Acceptance settled in as she spoke. “I know what’s taking the men’s hearts.”

"What?"

"There was something following Vera. She never told me what it was but the Grennan neighbor mentioned it. That there's something in the woods to fear, that they made their own God from whatever lives in that place. J, I saw it."

She sat back on her heels, dumbfounded. "We've been researching what could cause the disintegration and coming up with nothing."

"That's because it isn't human. I don't know what it is but it's a specter. It didn't have a full body, not like you and me. That's how I got this cut on my face." She could almost feel the burn of its slice again, its brutality at her defiance. "It touched me because I looked at it. It was inside that circle and it approached Vera before everything disappeared." She tried to make sense of what she saw, adding each misshaped moment up to an impossible sum.

"It was a ghost?" Teddi couldn't blame her dubious tone. She wouldn't believe it if she hadn't witnessed it firsthand.

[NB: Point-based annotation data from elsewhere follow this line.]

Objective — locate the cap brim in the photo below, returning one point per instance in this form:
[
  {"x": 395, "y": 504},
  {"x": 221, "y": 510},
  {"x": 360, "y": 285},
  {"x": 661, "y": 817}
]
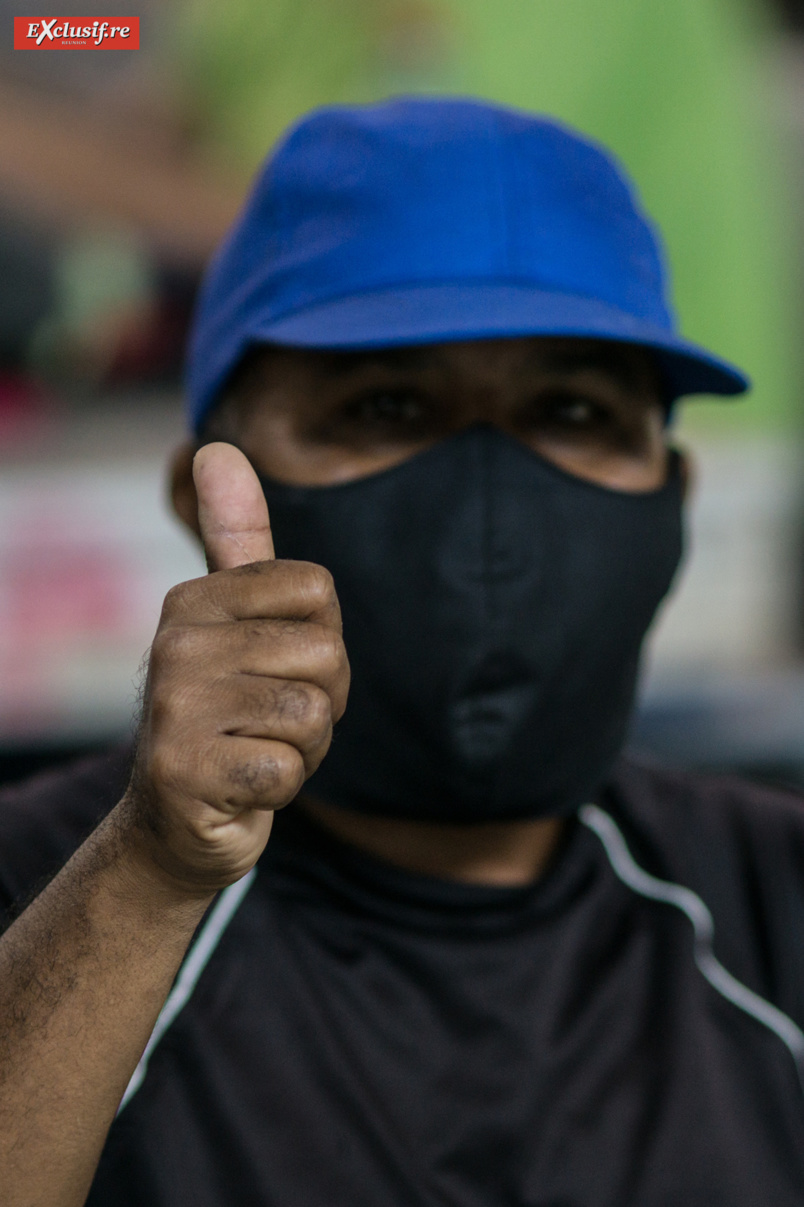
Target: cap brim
[{"x": 412, "y": 314}]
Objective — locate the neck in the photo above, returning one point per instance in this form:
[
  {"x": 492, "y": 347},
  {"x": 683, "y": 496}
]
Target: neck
[{"x": 496, "y": 853}]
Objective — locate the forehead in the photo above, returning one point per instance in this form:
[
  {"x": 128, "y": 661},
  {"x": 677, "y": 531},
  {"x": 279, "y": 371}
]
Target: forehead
[{"x": 630, "y": 365}]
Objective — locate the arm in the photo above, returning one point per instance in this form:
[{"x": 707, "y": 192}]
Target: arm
[{"x": 246, "y": 675}]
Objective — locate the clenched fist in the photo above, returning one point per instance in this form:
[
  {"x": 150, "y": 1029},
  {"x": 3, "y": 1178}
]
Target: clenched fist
[{"x": 246, "y": 677}]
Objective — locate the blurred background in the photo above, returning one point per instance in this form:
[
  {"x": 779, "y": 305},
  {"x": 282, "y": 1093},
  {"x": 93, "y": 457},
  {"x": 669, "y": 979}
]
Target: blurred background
[{"x": 121, "y": 169}]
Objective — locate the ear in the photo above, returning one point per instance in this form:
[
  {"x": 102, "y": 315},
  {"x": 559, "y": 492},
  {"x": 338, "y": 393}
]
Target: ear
[
  {"x": 687, "y": 470},
  {"x": 182, "y": 488}
]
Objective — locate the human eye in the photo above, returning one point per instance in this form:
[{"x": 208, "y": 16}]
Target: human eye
[
  {"x": 386, "y": 408},
  {"x": 572, "y": 410}
]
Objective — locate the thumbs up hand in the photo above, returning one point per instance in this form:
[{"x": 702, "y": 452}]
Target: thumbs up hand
[{"x": 248, "y": 675}]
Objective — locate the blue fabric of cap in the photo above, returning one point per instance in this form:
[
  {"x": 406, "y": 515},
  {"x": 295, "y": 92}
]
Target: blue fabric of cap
[{"x": 431, "y": 220}]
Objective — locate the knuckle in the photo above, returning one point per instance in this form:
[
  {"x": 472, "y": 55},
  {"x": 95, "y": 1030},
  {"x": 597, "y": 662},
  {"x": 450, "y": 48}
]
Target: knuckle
[
  {"x": 174, "y": 645},
  {"x": 326, "y": 648},
  {"x": 273, "y": 779},
  {"x": 179, "y": 599}
]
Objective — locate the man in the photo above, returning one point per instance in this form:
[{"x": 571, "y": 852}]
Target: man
[{"x": 462, "y": 971}]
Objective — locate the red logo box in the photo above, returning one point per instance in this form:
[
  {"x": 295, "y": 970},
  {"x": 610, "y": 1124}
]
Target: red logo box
[{"x": 77, "y": 33}]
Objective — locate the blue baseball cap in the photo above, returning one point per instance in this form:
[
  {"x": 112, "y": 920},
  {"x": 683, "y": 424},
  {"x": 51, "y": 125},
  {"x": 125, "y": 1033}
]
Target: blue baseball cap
[{"x": 425, "y": 220}]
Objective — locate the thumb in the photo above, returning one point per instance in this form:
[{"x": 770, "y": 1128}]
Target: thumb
[{"x": 232, "y": 509}]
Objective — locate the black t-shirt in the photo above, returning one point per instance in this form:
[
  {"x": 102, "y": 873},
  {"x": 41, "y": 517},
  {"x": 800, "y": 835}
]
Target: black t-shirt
[{"x": 362, "y": 1036}]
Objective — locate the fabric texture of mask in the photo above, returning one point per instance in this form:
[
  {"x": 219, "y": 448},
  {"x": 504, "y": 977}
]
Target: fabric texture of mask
[{"x": 494, "y": 607}]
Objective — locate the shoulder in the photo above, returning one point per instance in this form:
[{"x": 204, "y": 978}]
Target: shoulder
[
  {"x": 682, "y": 810},
  {"x": 44, "y": 820},
  {"x": 740, "y": 846}
]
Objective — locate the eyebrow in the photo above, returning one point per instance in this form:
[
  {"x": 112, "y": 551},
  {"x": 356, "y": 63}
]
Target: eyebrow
[{"x": 612, "y": 360}]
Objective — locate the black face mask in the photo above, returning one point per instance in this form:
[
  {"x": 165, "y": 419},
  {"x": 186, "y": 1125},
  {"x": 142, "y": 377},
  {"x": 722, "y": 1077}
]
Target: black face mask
[{"x": 493, "y": 607}]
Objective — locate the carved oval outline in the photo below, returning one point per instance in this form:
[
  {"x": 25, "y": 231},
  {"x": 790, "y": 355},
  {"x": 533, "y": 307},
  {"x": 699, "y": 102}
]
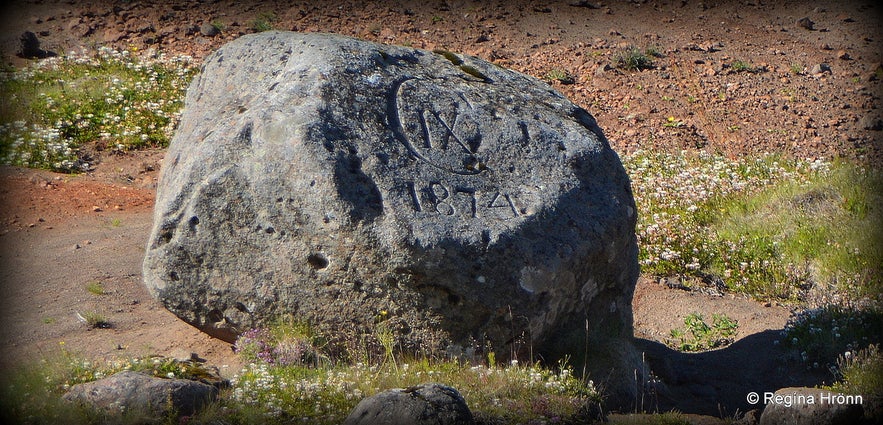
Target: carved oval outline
[{"x": 395, "y": 117}]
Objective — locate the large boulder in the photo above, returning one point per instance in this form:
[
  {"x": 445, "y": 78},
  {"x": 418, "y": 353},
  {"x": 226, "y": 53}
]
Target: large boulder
[{"x": 466, "y": 207}]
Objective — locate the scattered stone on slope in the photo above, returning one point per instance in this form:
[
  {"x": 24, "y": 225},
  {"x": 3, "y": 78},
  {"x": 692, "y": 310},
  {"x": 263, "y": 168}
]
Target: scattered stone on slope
[
  {"x": 129, "y": 391},
  {"x": 425, "y": 404}
]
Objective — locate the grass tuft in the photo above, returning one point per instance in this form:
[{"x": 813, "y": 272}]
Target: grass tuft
[{"x": 633, "y": 59}]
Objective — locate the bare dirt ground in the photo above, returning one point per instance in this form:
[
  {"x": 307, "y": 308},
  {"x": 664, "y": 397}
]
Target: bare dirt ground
[{"x": 58, "y": 233}]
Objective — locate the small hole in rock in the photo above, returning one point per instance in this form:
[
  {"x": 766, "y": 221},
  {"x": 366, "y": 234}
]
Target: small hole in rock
[{"x": 318, "y": 261}]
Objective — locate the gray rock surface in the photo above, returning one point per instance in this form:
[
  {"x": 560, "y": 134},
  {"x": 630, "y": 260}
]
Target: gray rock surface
[
  {"x": 132, "y": 392},
  {"x": 811, "y": 406},
  {"x": 468, "y": 207},
  {"x": 425, "y": 404}
]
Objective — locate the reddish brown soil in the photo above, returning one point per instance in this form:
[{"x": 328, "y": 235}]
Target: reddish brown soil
[{"x": 58, "y": 233}]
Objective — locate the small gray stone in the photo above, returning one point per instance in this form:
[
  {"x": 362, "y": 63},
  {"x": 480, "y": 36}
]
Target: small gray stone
[
  {"x": 425, "y": 404},
  {"x": 805, "y": 23},
  {"x": 209, "y": 30},
  {"x": 129, "y": 391},
  {"x": 810, "y": 406}
]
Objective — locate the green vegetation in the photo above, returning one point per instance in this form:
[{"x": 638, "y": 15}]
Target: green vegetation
[
  {"x": 263, "y": 22},
  {"x": 113, "y": 98},
  {"x": 95, "y": 288},
  {"x": 633, "y": 59},
  {"x": 820, "y": 335},
  {"x": 700, "y": 336},
  {"x": 860, "y": 372},
  {"x": 768, "y": 227},
  {"x": 742, "y": 66},
  {"x": 288, "y": 379},
  {"x": 95, "y": 320}
]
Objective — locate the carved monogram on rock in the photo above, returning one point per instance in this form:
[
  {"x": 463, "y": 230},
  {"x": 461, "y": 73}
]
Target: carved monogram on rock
[{"x": 439, "y": 125}]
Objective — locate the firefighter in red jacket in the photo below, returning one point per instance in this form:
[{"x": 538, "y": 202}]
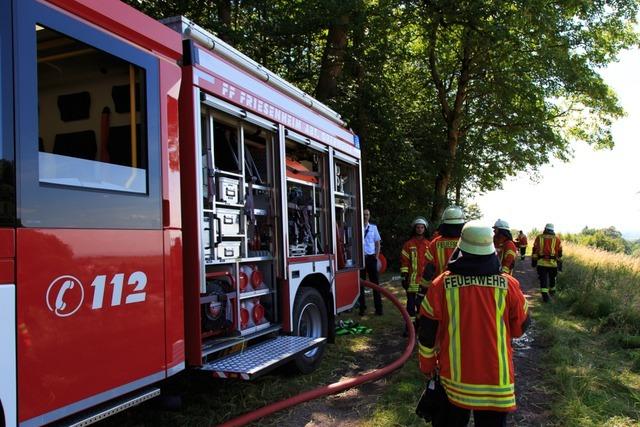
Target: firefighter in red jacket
[
  {"x": 546, "y": 256},
  {"x": 413, "y": 258},
  {"x": 522, "y": 243},
  {"x": 505, "y": 248},
  {"x": 442, "y": 246},
  {"x": 466, "y": 323}
]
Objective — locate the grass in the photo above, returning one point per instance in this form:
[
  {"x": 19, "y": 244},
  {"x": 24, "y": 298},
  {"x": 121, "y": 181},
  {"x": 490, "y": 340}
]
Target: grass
[
  {"x": 593, "y": 360},
  {"x": 590, "y": 334}
]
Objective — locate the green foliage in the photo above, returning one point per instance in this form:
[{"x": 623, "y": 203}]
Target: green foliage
[
  {"x": 608, "y": 239},
  {"x": 449, "y": 98}
]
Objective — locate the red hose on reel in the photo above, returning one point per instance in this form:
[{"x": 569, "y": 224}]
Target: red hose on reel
[{"x": 343, "y": 384}]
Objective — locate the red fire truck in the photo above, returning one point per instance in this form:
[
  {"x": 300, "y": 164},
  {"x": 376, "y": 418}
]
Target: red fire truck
[{"x": 166, "y": 202}]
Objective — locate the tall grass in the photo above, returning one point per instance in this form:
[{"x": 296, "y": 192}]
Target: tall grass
[
  {"x": 602, "y": 285},
  {"x": 593, "y": 360}
]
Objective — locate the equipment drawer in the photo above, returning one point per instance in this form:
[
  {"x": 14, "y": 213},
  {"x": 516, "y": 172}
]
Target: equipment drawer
[
  {"x": 229, "y": 222},
  {"x": 228, "y": 190},
  {"x": 228, "y": 250}
]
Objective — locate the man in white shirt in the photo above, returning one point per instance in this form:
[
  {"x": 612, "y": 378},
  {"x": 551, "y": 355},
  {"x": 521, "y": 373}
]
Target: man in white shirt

Rubbing her brow, she winced at the sharp pain. "I don't know what it is. Those women called it into that clearing and onto his body. I think it ate the victims' hearts. A sacrifice to their god, homage to something they believed would save them." Teddi couldn't say she spent much time weighing the possibility of ghosts or phantoms or even gods being real but she wouldn't deny what she saw and felt. It was ethereal yet physical enough to touch her and Vera. To touch the men laid out for its feast. "I think that's why there were the sigils marked in the trees around the glade. It was for the creature, their god, all along. A tally for what they’d given it for their cause.”